"The exhibition was beautiful and people were saying we're going to see the exhibition. The tour guide said, 'Please, it's been sold out for a month, that's impossible.' I was saying to the women there, 'Do you happen to have any women's panties or any of that lingerie?' - 'We do.' So I came into the office, put the panties on the table and said, 'I need twenty tickets. And I got them. The manager was crying out loud, wondering how we might have got there."
"I came to the faculty. I had to go to the personnel department. I was greeted by a lady, whose name I have forgotten, and she said to me: 'Comrade doctor, you know that you will never be an associate professor here?' I didn't ask for anything like that. The beautiful thing afterwards was that the lady and her husband, after the revolution, got a ranch somewhere in southern Bohemia and they have a nice living there for the rest of their lives. Before that, she was in the personnel department and threatened me. You can see how interesting it is in this Czech nation to look at people, how they think and what they think."
"Father dressed up to go to church, took his gold watch on a trip, but it was broken, it wouldn't work. He used to put it on for decoration, how nice it was.
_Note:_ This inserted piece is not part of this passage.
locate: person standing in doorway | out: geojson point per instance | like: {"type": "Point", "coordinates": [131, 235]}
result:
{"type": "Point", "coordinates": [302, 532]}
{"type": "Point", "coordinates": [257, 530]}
He went out, and about five metres from the house the Russians jumped on him and said: 'Give me the time!' and took the watch with a piece of the lapel. They do not work, and they gave them an alarm clock and it also did not work, but it was enough to wind it up. And they didn't know that. And that alarm clock was working for the next twenty years for us. Father lost his beautiful watch. It didn't work, but it was nice, so he lost it. There was an ugly incident in the village. They went into a house where there was an old man and the Russians wanted vodka and he didn't speak Russian and he brought them water and they shot him. Then two officers came and they shot the boys on the spot like dogs and dragged them away. They just wanted to prove that they had discipline."
He loves Russian literature. But he has had tragic and sad experiences with Russians
Oldřich Richterek was born on 1 January 1940 in the village of Lubojaty near Bílovec in northern Moravia. His father worked in Vítkovice Ironworks. His mother died at a relatively young age. He graduated from a general secondary school. After completing his military service he studied Russian language and literature at the University of Olomouc. Here he also met his wife, who was studying the same subject. After graduation, he married and moved to Kostelec nad Orlicí in East Bohemia to join his wife. He taught at a secondary industrial school and later at a grammar school in Rychnov nad Kněžnou. While working, he graduated with a doctorate in Russian language and literature. In 1980 he started working at the Faculty of Education in Hradec Králové. He taught Russian literature, didactics of literature and theory of literature. After 1989, he habilitated as an associate professor at the newly established University of Hradec Králové and was appointed a university professor. Oldřich Richterek is a prominent Russian scholar, an expert on the works of A. P. Chekhov. He has also devoted himself to literary translation and the specific topic of the dialogue of cultures, especially Czech-Russian cultural relations. He has written numerous academic articles and scholarly publications and has lectured at many European conferences. He served in academic positions as dean and rector. In 2022 he was appointed Emeritus Professor of the University of Hradec Králové. He lived with his wife in Rychnov nad Kněžnou. They had one son and two granddaughters.